When it comes to the rise in deaths without an increase in ICU patients, he says many older patients could be deciding to manage their finances and prepare for end-of-life care.
"They have no-code orders, things of that nature that preclude them from going into the ICU and they're taking hospice as an option, things of that nature," Lake said.Â
Schools and businesses are still feeling the effects of the pandemic. Jhone Ebert is the Superintendent of Public Instruction. She says the pandemic has created both an economic and a mental health crisis.
"Keeping children in school buildings is a key way to ensure that they're getting the support that they desperately need," Ebert said.
Ebert says the task force has an opportunity to rethink how it handles education during the pandemic. She says while the rate per capita is on the rise among children, the data shows that it is not happening in schools.
"State public health officials, including the State Biostatistician interprets this change primarily as part of the overall transmission in the community and not tied to in-person education," Ebert said.
Ebert says the economy cannot fully rebound until school buildings reopen. Many parents have to stay home from work to take care of their children during distance learning.
"If we're comfortable keeping bars, restaurants, gyms, retail establishments open, there's no reason we cannot create safe opportunities for students to have access to in-person learning," Ebert said.
Meanwhile, the Department of Business and Industry says most companies are in compliance with the state's restrictions. Officials say the percentage of those in compliance is in the mid to high 90s, with just a few exceptions.
"One of them is construction, mainly in southern Nevada where we have some low-compliance numbers but we're bringing those up and that has improved dramatically," Terry Reynolds, Director of Business and Industry said.
Reynolds says his department is working across many sectors to make sure businesses are in compliance, including manufacturing, mining, construction and a variety of different sizes of companies.
"We spent time, for example, with Mt. Rose Ski facility in terms of how they would develop their safety protocols," Reynolds said. "We also spent time with large retail operators, grocery stores, and the construction industry on how they can comply."

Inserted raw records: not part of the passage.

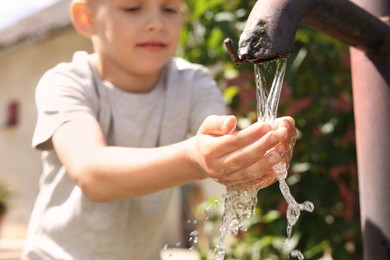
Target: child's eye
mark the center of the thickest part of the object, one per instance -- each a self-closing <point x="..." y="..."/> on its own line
<point x="132" y="9"/>
<point x="170" y="9"/>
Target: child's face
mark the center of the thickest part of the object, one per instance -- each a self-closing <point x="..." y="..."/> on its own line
<point x="136" y="36"/>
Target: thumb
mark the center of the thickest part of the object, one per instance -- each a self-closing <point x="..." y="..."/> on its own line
<point x="218" y="125"/>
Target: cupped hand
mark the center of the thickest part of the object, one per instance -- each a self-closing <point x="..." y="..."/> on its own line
<point x="244" y="159"/>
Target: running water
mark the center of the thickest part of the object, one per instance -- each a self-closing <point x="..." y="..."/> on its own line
<point x="241" y="205"/>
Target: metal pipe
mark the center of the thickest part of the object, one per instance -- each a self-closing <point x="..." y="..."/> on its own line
<point x="271" y="27"/>
<point x="269" y="34"/>
<point x="371" y="93"/>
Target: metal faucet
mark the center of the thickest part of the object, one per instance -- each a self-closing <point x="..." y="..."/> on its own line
<point x="364" y="25"/>
<point x="272" y="24"/>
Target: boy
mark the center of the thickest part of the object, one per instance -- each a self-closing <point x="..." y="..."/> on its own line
<point x="112" y="128"/>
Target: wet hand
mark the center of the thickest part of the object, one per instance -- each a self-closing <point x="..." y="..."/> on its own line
<point x="243" y="159"/>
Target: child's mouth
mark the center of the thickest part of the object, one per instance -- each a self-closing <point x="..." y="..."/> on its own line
<point x="152" y="46"/>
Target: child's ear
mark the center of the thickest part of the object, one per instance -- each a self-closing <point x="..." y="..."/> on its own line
<point x="81" y="18"/>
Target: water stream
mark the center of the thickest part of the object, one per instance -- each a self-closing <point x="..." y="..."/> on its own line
<point x="240" y="205"/>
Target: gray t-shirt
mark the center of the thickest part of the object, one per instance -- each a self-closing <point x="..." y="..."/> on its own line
<point x="67" y="225"/>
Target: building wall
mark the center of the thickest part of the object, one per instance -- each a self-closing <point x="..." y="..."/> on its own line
<point x="20" y="69"/>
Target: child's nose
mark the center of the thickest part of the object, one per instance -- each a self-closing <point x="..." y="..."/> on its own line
<point x="156" y="22"/>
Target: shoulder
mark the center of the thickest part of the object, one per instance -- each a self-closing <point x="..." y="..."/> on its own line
<point x="78" y="67"/>
<point x="74" y="75"/>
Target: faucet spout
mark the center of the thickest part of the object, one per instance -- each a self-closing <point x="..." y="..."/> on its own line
<point x="272" y="24"/>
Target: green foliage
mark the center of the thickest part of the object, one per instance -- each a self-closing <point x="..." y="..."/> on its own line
<point x="317" y="93"/>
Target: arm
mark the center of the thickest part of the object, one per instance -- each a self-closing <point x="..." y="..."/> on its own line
<point x="107" y="173"/>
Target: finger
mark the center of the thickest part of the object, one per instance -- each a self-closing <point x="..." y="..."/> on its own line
<point x="241" y="139"/>
<point x="256" y="174"/>
<point x="218" y="125"/>
<point x="249" y="154"/>
<point x="285" y="121"/>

The state is adopting the CDC guidance on quarantine, as of Thursday. Instead of staying home for 14 days after exposure, people can quarantine for 10 days if they don't have symptoms.
"If someone's on quarantine, right now, and they were scheduled to end their quarantine on the 8th, they can now end their quarantine on the 4th if they have no symptoms and then they can return to work with no negative test required," Julia Peek, Deputy Administrator of Community Health Services said.
Nevada could receive its first doses of a vaccine by mid-December. The state expects to know its exact allocations for the rest of the year, either Thursday or Friday.